In the end, 10 IOC members departed in the wake of the scandal, but no one outside the Olympic movement was convinced that the elitist culture that had bred such corruption was truly rooted out. That is, until Rogge came to power.

Rogge, the suave peacemaker, knows that an athlete focus has to be stamped on the image of these Winter Games, if only to keep up the momentum from the wildly successful Sydney Olympics and bury the more murky dealings of Ganga and his cohorts. It is a role that he has taken seriously.

Yet the former champion yachtsman and rugby international says his greatest enemy is not anticipated challenges, but finding time to fit everything in.

His greatest strength as an IOC member was his personal skills; ironically, he has no time to utilise them any more.
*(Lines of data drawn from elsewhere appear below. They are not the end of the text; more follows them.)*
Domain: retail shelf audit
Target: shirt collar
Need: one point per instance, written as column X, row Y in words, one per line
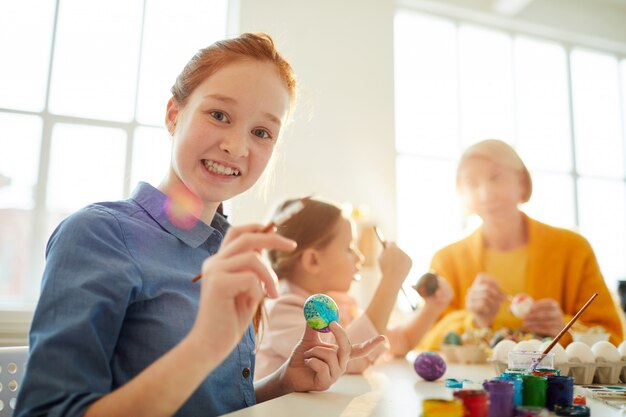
column 153, row 201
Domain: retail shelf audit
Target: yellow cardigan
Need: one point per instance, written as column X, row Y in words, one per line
column 561, row 266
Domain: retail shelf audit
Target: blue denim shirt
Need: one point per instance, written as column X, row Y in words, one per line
column 117, row 295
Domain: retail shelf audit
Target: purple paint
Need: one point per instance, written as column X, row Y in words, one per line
column 500, row 397
column 560, row 391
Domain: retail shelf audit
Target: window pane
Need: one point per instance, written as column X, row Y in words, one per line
column 426, row 85
column 96, row 57
column 198, row 23
column 598, row 136
column 25, row 39
column 486, row 86
column 602, row 221
column 552, row 200
column 15, row 231
column 542, row 105
column 429, row 214
column 19, row 163
column 151, row 155
column 86, row 165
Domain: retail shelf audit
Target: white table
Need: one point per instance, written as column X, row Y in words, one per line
column 389, row 389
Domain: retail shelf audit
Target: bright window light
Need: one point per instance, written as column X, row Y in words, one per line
column 458, row 83
column 25, row 40
column 96, row 56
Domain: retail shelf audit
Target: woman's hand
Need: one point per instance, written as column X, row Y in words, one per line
column 315, row 365
column 440, row 300
column 483, row 299
column 545, row 317
column 234, row 282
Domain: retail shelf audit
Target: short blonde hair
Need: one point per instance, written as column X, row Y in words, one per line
column 501, row 153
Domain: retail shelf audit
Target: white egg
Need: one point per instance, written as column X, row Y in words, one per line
column 559, row 351
column 502, row 349
column 605, row 351
column 520, row 305
column 531, row 345
column 579, row 352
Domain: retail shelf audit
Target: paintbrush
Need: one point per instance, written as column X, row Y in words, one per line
column 280, row 218
column 562, row 332
column 381, row 239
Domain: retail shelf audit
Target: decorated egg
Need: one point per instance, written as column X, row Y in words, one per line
column 502, row 349
column 427, row 284
column 452, row 338
column 560, row 356
column 605, row 351
column 520, row 305
column 429, row 365
column 530, row 345
column 319, row 311
column 579, row 352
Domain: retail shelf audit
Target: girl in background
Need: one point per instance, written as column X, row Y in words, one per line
column 120, row 328
column 326, row 261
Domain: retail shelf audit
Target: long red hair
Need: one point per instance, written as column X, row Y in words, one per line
column 207, row 61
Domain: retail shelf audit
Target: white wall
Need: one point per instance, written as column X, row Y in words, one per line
column 340, row 144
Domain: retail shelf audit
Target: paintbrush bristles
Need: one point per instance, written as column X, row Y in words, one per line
column 289, row 211
column 279, row 219
column 569, row 324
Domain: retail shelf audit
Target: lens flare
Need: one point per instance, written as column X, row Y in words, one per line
column 183, row 208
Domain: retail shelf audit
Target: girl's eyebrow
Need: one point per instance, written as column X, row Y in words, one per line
column 230, row 100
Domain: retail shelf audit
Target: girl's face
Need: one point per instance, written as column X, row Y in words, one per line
column 340, row 260
column 225, row 134
column 489, row 189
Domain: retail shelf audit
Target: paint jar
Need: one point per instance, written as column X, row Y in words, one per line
column 531, row 412
column 560, row 391
column 475, row 402
column 518, row 384
column 442, row 408
column 500, row 397
column 546, row 372
column 534, row 390
column 572, row 410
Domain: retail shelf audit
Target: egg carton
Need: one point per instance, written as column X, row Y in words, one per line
column 584, row 373
column 465, row 354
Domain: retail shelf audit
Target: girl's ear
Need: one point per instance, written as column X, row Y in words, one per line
column 171, row 115
column 310, row 260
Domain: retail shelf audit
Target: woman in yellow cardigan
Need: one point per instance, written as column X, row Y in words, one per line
column 510, row 253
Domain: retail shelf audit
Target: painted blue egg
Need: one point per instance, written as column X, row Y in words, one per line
column 319, row 311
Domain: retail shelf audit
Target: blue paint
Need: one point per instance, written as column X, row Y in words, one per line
column 500, row 397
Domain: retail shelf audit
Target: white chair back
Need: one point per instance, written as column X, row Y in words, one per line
column 12, row 364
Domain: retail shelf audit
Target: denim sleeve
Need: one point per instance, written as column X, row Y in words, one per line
column 89, row 280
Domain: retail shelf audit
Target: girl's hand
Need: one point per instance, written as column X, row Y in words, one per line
column 545, row 317
column 394, row 263
column 315, row 365
column 483, row 299
column 441, row 298
column 234, row 282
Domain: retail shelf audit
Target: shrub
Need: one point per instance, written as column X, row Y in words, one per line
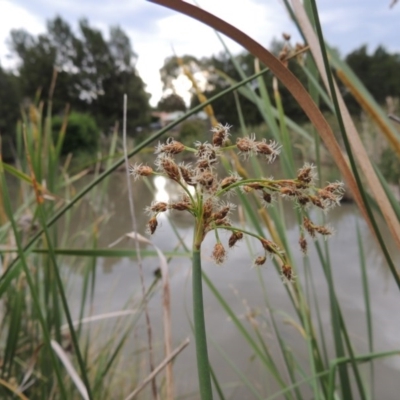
column 82, row 133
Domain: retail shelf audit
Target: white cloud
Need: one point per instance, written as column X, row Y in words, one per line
column 13, row 16
column 154, row 29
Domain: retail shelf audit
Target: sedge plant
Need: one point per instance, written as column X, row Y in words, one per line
column 203, row 194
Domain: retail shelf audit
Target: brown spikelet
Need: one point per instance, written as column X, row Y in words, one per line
column 219, row 253
column 235, row 237
column 287, row 273
column 260, row 260
column 170, row 168
column 152, row 225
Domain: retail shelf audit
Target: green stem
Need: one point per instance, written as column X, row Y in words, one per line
column 203, row 366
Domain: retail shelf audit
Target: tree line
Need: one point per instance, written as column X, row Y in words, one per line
column 93, row 73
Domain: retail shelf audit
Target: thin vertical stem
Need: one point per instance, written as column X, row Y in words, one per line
column 203, row 365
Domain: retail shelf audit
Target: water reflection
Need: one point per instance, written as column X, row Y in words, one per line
column 239, row 284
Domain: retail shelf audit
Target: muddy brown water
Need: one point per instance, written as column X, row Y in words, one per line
column 118, row 279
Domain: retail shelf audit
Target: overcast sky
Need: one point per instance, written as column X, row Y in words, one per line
column 154, row 30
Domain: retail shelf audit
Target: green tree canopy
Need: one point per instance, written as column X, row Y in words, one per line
column 93, row 73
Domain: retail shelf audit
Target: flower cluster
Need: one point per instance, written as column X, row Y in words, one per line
column 205, row 202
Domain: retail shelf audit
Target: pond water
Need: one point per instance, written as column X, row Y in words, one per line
column 117, row 280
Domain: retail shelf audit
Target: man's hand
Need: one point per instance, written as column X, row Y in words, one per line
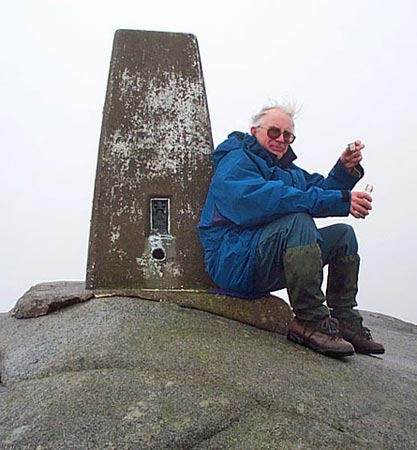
column 351, row 159
column 360, row 204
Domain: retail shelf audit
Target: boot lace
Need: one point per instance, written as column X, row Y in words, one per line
column 329, row 326
column 365, row 333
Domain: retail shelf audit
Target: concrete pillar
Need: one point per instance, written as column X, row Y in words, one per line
column 153, row 166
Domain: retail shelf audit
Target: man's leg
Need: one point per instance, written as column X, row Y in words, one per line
column 288, row 255
column 339, row 249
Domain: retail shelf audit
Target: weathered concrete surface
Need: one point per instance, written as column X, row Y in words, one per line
column 155, row 143
column 128, row 374
column 269, row 313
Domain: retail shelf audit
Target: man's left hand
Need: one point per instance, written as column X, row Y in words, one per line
column 351, row 159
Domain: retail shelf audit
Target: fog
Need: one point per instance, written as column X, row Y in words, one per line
column 350, row 66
Meetings are brief, words kept to a minimum.

"Time is the thing," he says. "So many people to see or they want to see me and I only have 15 to 20 minutes for them and we have to go to the core of the business immediately. It doesn't allow for chatting or getting to know someone. I've got to get to the heart of the issue."

Rogge works from 8am to 8pm, and has had only a handful of days off since he took over the presidency. He says: "I don't feel pressure; I am relatively stress immune."